We’ve had a beer or two on our day and have been on a few brewery tours. While we were in Copenhagen, we toured Carlsberg.
Carlsburg had several things going for it. It has decent beer (sorry Heineken). It has a nice campus. It has a decent place to sit and drink your free beers. One of the best parts of the tour was the Guinness (ironic) Book of Records certified world’s largest collection of unopened beer bottles (currently +/- 20,000). The other nice part was the history of the company and it’s role in Danish society.
|Sorry, I couldn’t fit them all in. Not even close.|
They have a copy of The Little Mermaid Statue. The family commissioned the one in the harbor. You get to see a bunch of old machinery and, like the Budweiser tour, there are stables with horses (no horses in the stables on the Heineken tour).
Several things go into making a good tour.
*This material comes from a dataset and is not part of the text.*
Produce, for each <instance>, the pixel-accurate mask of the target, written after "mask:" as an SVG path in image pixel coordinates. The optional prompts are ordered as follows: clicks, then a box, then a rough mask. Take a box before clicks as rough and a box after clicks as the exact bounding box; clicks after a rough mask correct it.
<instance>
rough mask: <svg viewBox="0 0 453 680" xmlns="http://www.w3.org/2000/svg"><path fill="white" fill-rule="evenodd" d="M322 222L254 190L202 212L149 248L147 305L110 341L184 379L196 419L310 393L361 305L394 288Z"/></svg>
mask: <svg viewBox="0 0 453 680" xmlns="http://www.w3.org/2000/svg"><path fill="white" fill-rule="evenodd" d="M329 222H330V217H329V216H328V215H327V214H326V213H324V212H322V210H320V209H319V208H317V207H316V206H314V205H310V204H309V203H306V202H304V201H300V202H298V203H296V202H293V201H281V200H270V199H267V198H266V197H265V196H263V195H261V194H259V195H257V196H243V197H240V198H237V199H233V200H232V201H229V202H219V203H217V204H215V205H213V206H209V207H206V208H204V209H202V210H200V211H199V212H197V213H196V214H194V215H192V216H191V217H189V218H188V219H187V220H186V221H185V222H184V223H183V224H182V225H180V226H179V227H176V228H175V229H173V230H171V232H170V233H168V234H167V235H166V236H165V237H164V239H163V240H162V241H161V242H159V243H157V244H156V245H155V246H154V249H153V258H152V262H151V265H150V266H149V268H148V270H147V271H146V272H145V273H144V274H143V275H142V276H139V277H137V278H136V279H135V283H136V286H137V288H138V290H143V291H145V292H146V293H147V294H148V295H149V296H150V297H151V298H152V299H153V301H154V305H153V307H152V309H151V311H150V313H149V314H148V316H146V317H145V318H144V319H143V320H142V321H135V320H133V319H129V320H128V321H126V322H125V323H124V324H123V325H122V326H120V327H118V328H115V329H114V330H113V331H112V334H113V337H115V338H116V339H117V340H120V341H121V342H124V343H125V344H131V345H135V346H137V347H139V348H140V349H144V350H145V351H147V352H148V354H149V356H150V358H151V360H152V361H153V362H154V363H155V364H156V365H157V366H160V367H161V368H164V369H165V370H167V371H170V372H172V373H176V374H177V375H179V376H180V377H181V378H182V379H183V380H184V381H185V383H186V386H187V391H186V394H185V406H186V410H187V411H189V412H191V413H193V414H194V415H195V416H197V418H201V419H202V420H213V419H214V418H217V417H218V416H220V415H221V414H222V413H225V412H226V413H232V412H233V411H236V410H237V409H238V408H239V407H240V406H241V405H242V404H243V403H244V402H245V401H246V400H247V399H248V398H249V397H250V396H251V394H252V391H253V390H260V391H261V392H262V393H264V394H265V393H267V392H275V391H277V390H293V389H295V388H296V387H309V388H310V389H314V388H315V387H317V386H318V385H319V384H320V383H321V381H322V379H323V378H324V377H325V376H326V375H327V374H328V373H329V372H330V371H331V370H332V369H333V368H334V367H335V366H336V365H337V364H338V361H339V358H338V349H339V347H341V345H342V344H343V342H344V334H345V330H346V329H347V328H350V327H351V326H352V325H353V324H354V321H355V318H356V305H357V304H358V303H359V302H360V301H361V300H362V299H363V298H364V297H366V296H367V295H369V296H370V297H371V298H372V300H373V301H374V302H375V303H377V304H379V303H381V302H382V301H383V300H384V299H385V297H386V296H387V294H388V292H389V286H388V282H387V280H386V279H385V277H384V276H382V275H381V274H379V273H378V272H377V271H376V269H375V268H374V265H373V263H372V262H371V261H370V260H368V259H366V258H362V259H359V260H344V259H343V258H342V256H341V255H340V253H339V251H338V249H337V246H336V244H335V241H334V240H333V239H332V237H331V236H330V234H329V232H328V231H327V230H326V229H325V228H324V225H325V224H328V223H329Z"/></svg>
We enjoy a tour and here are some easy ways to make a factory/product tour better:
- Show funny old commercials. Even ones that the suits setting up the tour don’t think are funny.
- Have a location with a view. Look out over mountains, the sea, the city, even a garden. Guinness does a good job with this. Their Gravity Bar has the best view of Dublin.
|The second best part of the Guinness tour|
- Provide plenty of silly photo ops.
- Try not to be as obvious about making it a giant commercial for your product. Yes, Guinness Tour I am talking to you. Miller, please pay attention as well. World of Coca-Cola in Atlanta, you might be a lost cause.
- Have knowledgeable people who can actually answer questions about the product. Olde Mecklenburg, Thomas Creek and lots of American microbrews do this well.
- If at all possible, try to show production. We eat it up. I’m not sure if you can still do it, but you used to be able to do this at Yuengling and some of the Milwaukee breweries.